As a sobering reminder of such an inevitability, this volume also sees the loss of the Narrator's beloved grandmother (it's not really a spoiler if the book in question is nearly a century old, right?), whose stroke and rapid decline allow her one last gesture of undying love, as she suffers in valiant silence so as to not upset her family and amends her few voiced complaints to meaningless utterances should they be overheard, lest she further worry those she's about to leave behind. The visible wreckage gathering in the Narrator's mother as she watches her own mother's life ebb away is heartache set to words and makes for one of the most sorrowful sequences I've ever observed as a reader, but also serves as a testament to the humanity with which Proust animates his already estimable writing. The Narrator's own first taste of loss that runs deeper than simple interruption of a mother's nightly affections is the natural foil to the artificial high-society world he so often finds himself in, which emphasizes the skewed perspective of the latter and permanent void of the former.

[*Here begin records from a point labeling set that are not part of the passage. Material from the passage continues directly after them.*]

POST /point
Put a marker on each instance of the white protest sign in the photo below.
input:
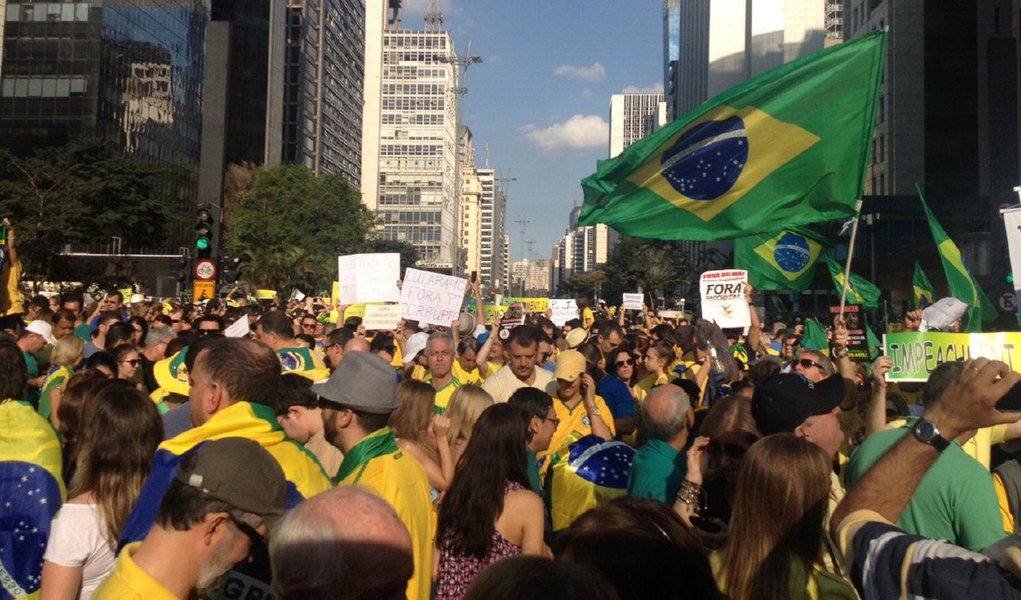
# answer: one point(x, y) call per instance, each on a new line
point(369, 278)
point(431, 297)
point(564, 310)
point(633, 301)
point(723, 298)
point(238, 329)
point(382, 316)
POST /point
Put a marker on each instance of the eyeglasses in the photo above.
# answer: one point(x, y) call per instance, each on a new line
point(254, 537)
point(730, 450)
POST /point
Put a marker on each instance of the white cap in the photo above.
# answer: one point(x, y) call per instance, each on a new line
point(43, 329)
point(417, 343)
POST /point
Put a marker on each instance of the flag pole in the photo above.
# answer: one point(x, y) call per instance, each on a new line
point(851, 255)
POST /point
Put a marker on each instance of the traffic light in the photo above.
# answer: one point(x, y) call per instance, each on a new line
point(203, 233)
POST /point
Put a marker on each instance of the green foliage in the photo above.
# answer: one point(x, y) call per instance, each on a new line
point(80, 194)
point(291, 226)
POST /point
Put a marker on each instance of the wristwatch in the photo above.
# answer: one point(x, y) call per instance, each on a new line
point(927, 433)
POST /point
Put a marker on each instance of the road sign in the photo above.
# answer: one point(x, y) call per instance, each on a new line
point(204, 291)
point(205, 269)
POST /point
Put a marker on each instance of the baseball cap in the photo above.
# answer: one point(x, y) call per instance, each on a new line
point(417, 343)
point(43, 329)
point(362, 382)
point(783, 401)
point(240, 472)
point(570, 364)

It seems that a book about recapturing lost times through recollections of the past is bound to memorialize the dead as well as serve as the predictable offspring of a society that is so obsessed with itself that it gleefully, and often maliciously, recounts its own clever turns of phrase when it's not reliving a favorite adversary's shameful misstep. Because if that's not the epitome of living in a moment before it hurries into the fading past, what is?